Also wenn du win7 installierst erkennt win7 ne SSD und setzt automatisch das richtige Alignment. Du  kannst es auch nachträglich ändern ist aber ne koplezierter Sache.


----------



## Vaykir (9. November 2010)

*AW: Alignment (Speicherausrichtung) - Kann mir das einer erklären?*



roheed schrieb:


> 103424 : 4 = 25856 Pages bei dir
> 1024 : 4 = 256 Pages bei mir = 256 ZEllen/pages platz für den MBR bereich...Startpunkt bei der 255 Pages/zelle



teil mein ergebnis mal wieter durch 4, dann biste auch bei 1024 irgendwann, naja zum mindest fast:

6464
1616
404
101


----------



## roheed (9. November 2010)

*AW: Alignment (Speicherausrichtung) - Kann mir das einer erklären?*

nope geht nicht auf XD du kommst auf 1616 und 404 lol


----------



## klaerchen (9. November 2010)

*AW: Alignment (Speicherausrichtung) - Kann mir das einer erklären?*



hulkhardy1 schrieb:


> Also wenn du win7 installierst erkennt win7 ne SSD und setzt automatisch das richtige Alignment. Du  kannst es auch nachträglich ändern ist aber ne koplezierter Sache.


Was bitte hat das mit einer SSD zu tun*. Eine "normale" Festplatte schreibt/liest doch auch in Blöcken. Es wird doch nicht jedes Bit einzeln behandelt...



*Habe aber eine Vermutung, die ich bewußt mal nicht nenne


----------



## hulkhardy1 (9. November 2010)

*AW: Alignment (Speicherausrichtung) - Kann mir das einer erklären?*

Bei ner HDD ist der Startpunkt völlig egal die hat ja keine Begrenzung wie ne SSD die in Pages/Zellen Physikalisch festgelegt ist.


----------



## klaerchen (9. November 2010)

*AW: Alignment (Speicherausrichtung) - Kann mir das einer erklären?*



hulkhardy1 schrieb:


> Bei ner HDD ist der Startpunkt völlig egal die hat ja keine Begrenzung wie ne SSD die in Pages/Zellen Physikalisch festgelegt ist.

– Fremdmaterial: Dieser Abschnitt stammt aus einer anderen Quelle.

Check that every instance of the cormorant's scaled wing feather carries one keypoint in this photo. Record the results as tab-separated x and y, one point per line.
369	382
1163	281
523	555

Genau das war meine Vermutung: Speicherzellen
Ihr sprecht da leider immer nur von "pages", da kann man sich so ziemlich alles oder nichts drunter vorstellen. 
Nehmt das bitte nicht persönlich, aber wenn einer (ich), eine laienhafte Erklärung wünscht, dann sollte man das wörtlich nehmen. Sonst muß man wieder nur "unnötig" fragen...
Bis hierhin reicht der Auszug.